Control of the cultural establishment is just one reason why fraud plagues the political left. The less obvious but more fundamental reason is that progressive authors and their cultural support groups live in a world where God, if not fully dead, is irrelevant.
“If there is no God,” concluded Jean-Paul Sartre in his famous paraphrase of Dostoevsky’s Ivan Karamazov, “everything is permitted.” Given this grounding, the less scrupulous among progressive activists judge sentiments not by their veracity, but by their utility. As Nikolai Lenin once coldly noted, “A lie told often enough becomes the truth.” With good reason, the more honest in the progressive community fear the less scrupulous.
Author Williams learned this lesson the hard way.
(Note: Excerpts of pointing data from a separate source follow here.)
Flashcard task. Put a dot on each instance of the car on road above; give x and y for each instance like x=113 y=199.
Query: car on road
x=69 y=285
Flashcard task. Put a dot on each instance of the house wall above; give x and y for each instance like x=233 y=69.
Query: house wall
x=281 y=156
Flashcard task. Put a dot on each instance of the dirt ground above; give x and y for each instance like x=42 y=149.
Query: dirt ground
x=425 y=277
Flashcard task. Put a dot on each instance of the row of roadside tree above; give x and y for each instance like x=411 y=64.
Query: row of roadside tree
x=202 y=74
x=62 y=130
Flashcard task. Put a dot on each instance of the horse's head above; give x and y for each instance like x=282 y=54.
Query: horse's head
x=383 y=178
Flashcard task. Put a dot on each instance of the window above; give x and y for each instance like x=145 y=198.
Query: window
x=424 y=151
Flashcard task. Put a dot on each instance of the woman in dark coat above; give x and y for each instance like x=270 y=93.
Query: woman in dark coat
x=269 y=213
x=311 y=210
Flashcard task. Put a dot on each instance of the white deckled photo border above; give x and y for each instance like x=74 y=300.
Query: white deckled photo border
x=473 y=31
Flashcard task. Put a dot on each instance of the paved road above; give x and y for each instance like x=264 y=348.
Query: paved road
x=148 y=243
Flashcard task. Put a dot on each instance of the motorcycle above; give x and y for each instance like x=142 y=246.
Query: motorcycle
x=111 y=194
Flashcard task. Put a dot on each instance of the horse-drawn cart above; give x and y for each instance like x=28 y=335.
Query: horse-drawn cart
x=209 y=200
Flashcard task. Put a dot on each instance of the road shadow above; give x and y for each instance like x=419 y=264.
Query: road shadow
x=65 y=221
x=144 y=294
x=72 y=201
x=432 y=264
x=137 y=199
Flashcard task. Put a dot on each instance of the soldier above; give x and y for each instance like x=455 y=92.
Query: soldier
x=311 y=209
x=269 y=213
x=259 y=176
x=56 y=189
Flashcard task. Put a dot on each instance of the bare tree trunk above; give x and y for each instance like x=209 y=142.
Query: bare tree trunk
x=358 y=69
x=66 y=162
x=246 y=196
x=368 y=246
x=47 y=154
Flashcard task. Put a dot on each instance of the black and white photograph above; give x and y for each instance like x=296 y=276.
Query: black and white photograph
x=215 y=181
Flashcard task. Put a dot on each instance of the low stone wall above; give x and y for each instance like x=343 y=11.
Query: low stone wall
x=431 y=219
If “Executing Justice” is essentially a dishonest book – Williams, for instance, cleanses from the record all evidence of the emotional collapse that turned the “intelligent, passionate, overtly life affirming” journalist Mumia into an angry cabdriver – it is occasionally insightful. He does at least lay out the case against Mumia, including the inconvenient fact that the bullets found in Faulkner’s back and head did indeed come from Mumia’s literally smoking gun.
Despite Williams’ eager endorsement of Mumia’s innocence, Mumia shocked Williams by suing to block the publication of his book. Mumia’s supporters added to Williams’ misery by harassing him and charging that he had “blood on his hands” for citing the evidence against Mumia. “The whiplash of the [case's] sharp left turn,” as Williams described the reaction, left him smarting and dispirited.
The left has a history of Mumias, nearly a century’s worth, often with lethal consequences. The specific Mumia fable follows a shockingly consistent pattern, one sensationally fashioned in a murder 60 years prior. What Nicola Sacco and Bartolomeo Vanzetti had in common with Mumia – beyond their good looks, radical posturings, and claims of ethnic victimization – were that they too were as guilty as sin. To their friends in the progressive literary community, however, the truth simply did not – and, alas, still does not – matter.